Today, Joystiq posted a fantastic, in-depth interview with Batman writer Paul Dini and with the game’s lead narrative designer, Paul Crocker, about the upcoming sure-to-be-a-hit, Batman: Arkham City. Fans may know Dini in particular for his role in creating the absolute greatest interpretation of the Caped Crusader, Batman: The Animated Series, from the ‘90s.
As such, Dini’s regarded pretty highly within the comics-fan community. So it’s reassuring not only to know that his steady hand will be involved in the script of the game, but that he’s such a fan of the game himself.
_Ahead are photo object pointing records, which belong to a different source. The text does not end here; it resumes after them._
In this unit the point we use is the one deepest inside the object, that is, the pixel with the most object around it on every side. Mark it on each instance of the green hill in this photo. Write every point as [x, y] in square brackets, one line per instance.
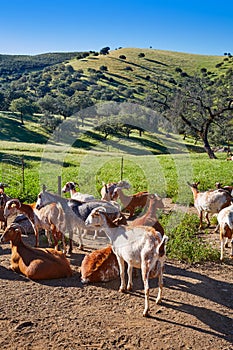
[138, 69]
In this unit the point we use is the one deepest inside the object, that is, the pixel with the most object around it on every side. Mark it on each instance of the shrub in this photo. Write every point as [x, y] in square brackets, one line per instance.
[128, 68]
[184, 243]
[103, 68]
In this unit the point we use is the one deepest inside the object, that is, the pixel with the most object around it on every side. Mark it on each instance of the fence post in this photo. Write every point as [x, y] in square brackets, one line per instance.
[23, 166]
[59, 185]
[122, 161]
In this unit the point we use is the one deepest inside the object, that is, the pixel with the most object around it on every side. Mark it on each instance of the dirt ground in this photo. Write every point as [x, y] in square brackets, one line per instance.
[196, 312]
The Joystiq article, written by Mike Schramm, quotes Dini marveling at how developer Rocksteady was able to capture the feel for Batman’s world. “It had a very English look to it, it was things like ‘Arkham Asylum’ put on a brass plate on a brick wall with ivy twisted around it,” Dini is quoted as saying. “They just got it. They knew what it was supposed to be and how it was supposed to look. The juxtaposition of the very modern Batman gadgets, and yet something that almost looks Victorian.”
The article also reveals that Warner Bros. was considering the production of an animated short to bridge the gap between the previous and forthcoming games, which would show the impetus for former-Arkham-Warden, now-Mayor Sharp to close off a section of Gotham City and allow the inmates to go wild: “We wanted to have a big event that would sort of play into people’s paranoia and fear that Sharp would use to say ‘this disaster has happened, let’s lockdown the city,’” said Dini in the article. Instead, DC is releasing a comic book prequel to the game, because “a comic book seemed to have the immediacy that we needed to set up the story.”
Dini also offers details on a proposed Mad Hatter portion of Arkham Asylum that would have definitely been a cool addition (though, I can see how it might’ve been overkill at that point):
“We thought that Arkham Island, if it was an old family estate, should have a maze and hedges and an area for children, and whatever that had rotten into in the present day would be where the Mad Hatter would be. To have sort of like an English garden party feel, and so we experimented with that.”
Other details the article offers are the fact that the relatively obscure villain, Hugo Strange, is pulling the puppet strings on the rest of the story—though, I have a feeling that Strange might himself be something of a red herring. There’s no way he’s epic enough to be the big baddie behind the whole thing.
Last, but not least, Dini describes what makes Batman work, and why the folks at Rocksteady have really got this figured out:
“I feel like it almost goes back to the stories for kids, fairy tales…It can be whimsical, you can have talking birds and animals and monsters but if the threat isn’t real, if the ogre isn’t going to kill the hero or the dragon isn’t deadly, the rest of the story isn’t going to work. It’s like the whimsy compels the story along until you get to that moment, to the big finale…And I’ve always felt that Batman’s world is sort of similar to that…You can have villains like the Penguin, who strut around in a tuxedo with an umbrella and Poison Ivy and all of the fantastic stuff she does, but unless there’s a bit of a human in there, and unless there’s a credible threat, then Batman himself doesn’t work.”
It’s nice to know that the Batman franchise is in good Bathands.